Divisés entre le Gabonais Jean Ping et la Sud-africaine, Nkosazana Dlamini-Zuma, les chefs d’Etats présent à Adis Abeba, ne sont pas parvenus à élire le président de la Commission, l’organe clé de l’Union africaine (UA), ce lundi 30 janvier 2012.
Après quatre tours de vote lors du 2e jour du sommet de l'Union africaine à Addis Abeba, aucun des deux candidats en lice – le président sortant, Jean Ping et la Sud-Africaine Nkosazana Dlamini-Zuma - n'a remporté la majorité requise des deux tiers pour être élu président de la Commission de l'UA. C’est ce qu’a annoncé, le président de la Zambie, Michael Sata. «La prochaine élection aura lieu en juin», au prochain sommet de l'UA, a déclaré M. Sata. En attendant cet autre vote, c'est le vice-président de la Commission, le Kenyan Erastus Mwencha, qui assure l’intérim.
Lors des trois premiers tours, c’était pourtant le Gabonais Jean Ping, en poste depuis 2008, qui devançait légèrement l’ancienne ministre sud-africaine des Affaires étrangères. Selon des sources concordantes, M. Ping avait 28 voix contre 25 pour Mme Dlamini-Zuma, puis 27 contre 26 et enfin 29 contre 24. Nkosazana Dlamini-Zuma, a quant à elle été contrainte par le règlement de retirer sa candidature. Désormais seul en lice, Jean Ping n’a cependant pas atteint la majorité des deux tiers requise par les statuts de l’organisation. En effet, lors du quatrième tour, il a obtenu 32 voix et 20 bulletins blancs alors qu’une majorité de 36 voix lui était nécessaire.

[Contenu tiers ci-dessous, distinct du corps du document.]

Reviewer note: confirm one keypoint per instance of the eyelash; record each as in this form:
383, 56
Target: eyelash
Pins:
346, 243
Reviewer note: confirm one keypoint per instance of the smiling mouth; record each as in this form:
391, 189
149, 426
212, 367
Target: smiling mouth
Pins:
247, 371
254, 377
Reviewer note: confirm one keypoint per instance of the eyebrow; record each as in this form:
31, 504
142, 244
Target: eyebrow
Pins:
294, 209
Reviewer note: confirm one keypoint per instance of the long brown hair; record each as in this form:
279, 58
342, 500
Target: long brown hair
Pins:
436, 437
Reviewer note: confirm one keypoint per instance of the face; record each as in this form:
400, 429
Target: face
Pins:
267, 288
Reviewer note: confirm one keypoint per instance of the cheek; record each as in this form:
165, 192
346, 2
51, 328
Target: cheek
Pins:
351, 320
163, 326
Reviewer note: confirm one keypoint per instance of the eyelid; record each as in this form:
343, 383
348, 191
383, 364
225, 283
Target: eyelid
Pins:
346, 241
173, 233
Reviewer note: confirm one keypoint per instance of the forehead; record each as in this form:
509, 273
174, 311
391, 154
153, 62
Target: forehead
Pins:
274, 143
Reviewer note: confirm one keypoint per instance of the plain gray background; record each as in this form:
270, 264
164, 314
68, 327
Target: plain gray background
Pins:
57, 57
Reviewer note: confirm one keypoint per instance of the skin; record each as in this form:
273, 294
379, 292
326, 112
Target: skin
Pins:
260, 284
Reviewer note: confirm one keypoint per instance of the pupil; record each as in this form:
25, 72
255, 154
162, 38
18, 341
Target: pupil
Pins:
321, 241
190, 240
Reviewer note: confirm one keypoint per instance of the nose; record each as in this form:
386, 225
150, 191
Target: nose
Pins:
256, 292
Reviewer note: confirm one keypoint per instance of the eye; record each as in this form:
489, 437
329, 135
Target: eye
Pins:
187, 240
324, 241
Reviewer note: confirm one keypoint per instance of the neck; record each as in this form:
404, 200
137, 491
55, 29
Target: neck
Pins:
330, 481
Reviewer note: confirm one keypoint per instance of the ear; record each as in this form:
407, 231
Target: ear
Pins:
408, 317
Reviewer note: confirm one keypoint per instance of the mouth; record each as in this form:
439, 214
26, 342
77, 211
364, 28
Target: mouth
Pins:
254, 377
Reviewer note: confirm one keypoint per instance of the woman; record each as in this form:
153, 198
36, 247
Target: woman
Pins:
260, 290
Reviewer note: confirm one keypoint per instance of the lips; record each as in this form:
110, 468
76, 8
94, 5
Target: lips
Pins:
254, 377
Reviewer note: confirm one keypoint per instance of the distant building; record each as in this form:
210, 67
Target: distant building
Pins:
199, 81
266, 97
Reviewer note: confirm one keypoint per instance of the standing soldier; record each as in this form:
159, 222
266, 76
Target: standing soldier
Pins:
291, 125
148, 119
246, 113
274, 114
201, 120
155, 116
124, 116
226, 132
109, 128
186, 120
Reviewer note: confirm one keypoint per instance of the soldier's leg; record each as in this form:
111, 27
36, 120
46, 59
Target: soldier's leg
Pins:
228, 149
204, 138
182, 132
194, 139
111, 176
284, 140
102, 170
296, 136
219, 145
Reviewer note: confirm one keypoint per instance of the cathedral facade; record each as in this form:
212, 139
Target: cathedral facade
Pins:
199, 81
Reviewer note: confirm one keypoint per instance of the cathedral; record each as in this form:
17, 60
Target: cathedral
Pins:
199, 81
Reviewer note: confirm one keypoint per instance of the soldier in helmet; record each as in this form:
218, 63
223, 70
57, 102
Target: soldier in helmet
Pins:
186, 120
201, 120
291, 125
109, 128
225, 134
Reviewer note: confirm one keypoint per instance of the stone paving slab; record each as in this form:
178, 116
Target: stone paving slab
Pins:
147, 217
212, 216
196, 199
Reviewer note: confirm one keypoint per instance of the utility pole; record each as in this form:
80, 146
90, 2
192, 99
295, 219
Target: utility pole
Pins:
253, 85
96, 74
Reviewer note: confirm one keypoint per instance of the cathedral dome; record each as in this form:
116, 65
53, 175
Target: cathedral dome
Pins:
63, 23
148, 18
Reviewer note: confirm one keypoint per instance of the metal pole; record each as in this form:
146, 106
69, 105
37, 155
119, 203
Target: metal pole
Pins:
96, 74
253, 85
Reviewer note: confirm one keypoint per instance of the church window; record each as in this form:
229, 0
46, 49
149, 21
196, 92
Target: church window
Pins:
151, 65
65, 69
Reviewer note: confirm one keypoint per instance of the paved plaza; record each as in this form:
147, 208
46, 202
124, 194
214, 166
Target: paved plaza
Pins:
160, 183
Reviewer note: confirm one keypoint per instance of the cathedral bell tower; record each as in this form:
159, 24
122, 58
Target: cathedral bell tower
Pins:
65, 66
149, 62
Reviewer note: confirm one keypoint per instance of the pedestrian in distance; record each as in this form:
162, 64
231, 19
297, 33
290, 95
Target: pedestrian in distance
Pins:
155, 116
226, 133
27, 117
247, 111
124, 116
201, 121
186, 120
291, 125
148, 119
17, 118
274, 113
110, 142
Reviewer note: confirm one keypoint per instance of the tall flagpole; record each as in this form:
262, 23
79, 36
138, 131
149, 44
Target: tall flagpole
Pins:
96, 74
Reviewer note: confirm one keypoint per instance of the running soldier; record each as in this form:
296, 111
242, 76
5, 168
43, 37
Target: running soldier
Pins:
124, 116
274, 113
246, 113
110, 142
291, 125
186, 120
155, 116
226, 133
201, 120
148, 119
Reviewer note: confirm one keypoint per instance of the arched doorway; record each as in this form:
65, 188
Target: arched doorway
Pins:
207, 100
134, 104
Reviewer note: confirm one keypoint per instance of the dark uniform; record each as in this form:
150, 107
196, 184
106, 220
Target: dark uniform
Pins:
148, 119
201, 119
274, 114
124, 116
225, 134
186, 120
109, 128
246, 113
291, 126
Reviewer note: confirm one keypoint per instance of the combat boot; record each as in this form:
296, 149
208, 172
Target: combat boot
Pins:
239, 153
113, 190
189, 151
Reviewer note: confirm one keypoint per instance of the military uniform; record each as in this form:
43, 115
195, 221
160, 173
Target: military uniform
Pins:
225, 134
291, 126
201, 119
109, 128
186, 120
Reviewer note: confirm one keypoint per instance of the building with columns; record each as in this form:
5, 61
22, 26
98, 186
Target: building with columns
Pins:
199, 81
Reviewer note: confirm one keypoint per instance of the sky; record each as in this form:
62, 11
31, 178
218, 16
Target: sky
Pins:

La Commission est l’un des organes clés de l’Union. Entre autres attributions, elle représente l’Union et défend ses intérêts; élabore les projets de positions communes de l’Union; élabore des plans stratégiques et des études; assure l’élaboration, la promotion, la coordination et l’harmonisation des programmes et des politiques de l’Union… Ce 18e sommet de l’UA a été l’occasion d’inaugurer le nouveau siège de l’Union offert par la Chine, d’une valeur de 200 millions de dollars.